The 7th Massachusetts Regiment was an infantry regiment of the Continental Army. It was constituted on 16 September 1776, and was originally known as Alden's Regiment after its first colonel, Ichabod Alden. It was organized as seven companies of volunteers from across Massachusetts, and Mayhew's company from the 25th Continental Regiment during the later months of 1776. The regiment was assigned to the Northern Department on 9 February 1777. It was reassigned to the Highland's Department on 13 March 1777. On 12 June 1777 it was assigned to 2nd Massachusetts Brigade and three days later, 15 June 1777, it was reassigned to the 1st Massachusetts Brigade.

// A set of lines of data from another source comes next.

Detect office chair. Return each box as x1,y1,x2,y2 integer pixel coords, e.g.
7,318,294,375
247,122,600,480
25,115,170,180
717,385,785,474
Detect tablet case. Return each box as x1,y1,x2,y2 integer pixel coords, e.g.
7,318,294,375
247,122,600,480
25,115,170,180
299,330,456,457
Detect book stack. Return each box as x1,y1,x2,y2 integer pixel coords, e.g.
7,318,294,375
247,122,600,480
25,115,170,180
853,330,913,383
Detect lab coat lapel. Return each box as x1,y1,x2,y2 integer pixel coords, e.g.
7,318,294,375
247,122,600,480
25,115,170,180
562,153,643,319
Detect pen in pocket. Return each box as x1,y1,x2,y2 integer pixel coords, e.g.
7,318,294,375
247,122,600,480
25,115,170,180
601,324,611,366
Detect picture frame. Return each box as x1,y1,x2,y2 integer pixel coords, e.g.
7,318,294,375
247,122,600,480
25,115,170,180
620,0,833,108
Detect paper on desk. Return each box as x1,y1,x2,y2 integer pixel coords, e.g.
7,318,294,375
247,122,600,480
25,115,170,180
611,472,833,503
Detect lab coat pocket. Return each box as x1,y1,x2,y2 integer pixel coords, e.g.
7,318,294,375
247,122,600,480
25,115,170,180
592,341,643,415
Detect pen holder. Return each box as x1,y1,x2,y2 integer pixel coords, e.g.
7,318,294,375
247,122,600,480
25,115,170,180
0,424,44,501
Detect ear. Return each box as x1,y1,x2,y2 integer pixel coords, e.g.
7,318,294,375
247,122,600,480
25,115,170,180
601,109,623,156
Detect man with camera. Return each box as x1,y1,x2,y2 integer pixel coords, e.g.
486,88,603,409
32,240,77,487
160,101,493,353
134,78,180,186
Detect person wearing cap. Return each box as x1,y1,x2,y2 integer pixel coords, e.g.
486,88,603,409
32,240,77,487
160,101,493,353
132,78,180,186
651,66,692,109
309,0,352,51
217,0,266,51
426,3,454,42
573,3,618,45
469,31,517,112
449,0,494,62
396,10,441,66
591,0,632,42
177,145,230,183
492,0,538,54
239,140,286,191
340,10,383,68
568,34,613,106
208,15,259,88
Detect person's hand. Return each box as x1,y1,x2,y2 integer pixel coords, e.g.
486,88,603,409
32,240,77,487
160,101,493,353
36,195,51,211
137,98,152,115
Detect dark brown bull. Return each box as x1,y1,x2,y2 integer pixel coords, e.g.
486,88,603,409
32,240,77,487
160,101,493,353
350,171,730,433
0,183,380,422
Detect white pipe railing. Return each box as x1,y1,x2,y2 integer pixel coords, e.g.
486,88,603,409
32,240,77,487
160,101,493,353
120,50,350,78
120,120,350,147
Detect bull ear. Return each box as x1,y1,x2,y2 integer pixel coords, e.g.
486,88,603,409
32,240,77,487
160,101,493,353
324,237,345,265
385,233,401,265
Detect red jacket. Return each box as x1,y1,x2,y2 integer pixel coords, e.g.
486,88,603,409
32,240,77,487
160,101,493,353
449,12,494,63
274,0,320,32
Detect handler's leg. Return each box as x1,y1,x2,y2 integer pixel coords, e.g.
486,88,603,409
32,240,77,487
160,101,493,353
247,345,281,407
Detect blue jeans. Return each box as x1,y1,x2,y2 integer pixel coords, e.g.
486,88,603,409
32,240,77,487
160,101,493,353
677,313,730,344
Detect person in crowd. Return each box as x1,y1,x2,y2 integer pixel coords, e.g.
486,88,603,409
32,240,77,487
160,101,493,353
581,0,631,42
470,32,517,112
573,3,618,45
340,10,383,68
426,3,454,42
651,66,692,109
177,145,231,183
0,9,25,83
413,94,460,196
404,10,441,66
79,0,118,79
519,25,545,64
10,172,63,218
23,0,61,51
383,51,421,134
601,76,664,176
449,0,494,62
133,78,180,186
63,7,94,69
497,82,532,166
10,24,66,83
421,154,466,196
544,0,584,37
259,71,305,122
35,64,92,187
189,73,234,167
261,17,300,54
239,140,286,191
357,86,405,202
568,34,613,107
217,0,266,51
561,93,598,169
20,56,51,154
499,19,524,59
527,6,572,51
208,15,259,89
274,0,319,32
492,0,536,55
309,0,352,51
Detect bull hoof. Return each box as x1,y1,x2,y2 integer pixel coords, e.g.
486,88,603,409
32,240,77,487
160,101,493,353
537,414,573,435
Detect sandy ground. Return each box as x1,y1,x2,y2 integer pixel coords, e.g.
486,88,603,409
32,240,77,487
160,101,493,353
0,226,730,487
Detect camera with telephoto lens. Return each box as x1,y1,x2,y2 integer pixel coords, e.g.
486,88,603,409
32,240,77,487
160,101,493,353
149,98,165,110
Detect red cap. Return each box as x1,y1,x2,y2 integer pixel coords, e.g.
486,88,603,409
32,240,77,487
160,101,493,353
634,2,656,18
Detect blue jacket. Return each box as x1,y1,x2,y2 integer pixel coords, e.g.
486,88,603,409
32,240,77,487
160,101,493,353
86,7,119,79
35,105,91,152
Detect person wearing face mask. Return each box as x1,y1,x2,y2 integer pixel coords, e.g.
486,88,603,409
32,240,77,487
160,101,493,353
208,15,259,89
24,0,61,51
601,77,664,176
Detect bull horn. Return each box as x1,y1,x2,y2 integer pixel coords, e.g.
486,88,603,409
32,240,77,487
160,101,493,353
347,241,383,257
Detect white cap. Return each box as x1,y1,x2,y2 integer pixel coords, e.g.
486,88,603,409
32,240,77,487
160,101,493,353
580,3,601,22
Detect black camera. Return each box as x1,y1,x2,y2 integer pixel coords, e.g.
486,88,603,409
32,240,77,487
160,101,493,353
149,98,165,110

The brigade was reassigned to the Northern Department on 1 July 1777 and the regiment was relieved from the brigade on 31 March 1778. The regiment re-organized to nine companies on 25 September 1778 and reassigned to the Northern Department on 14 June 1779. The regiment was reassigned to the New Hampshire Brigade of the main army on 23 August 1779. On 14 November 1779, the regiment was reassigned to the 3d Massachusetts Brigade in the Highland Department. On 1 January 1781, the regiment was reassigned to the 1st Massachusetts Brigade. The regiment was furloughed on 12 June 1783 at West Point, New York and disbanded on 15 November 1783.

The regiment saw action at the Battles of Saratoga, the Cherry Valley massacre (in which Colonel Alden was killed and Lt. Col. William Stacy was captured), and the Sullivan Expedition.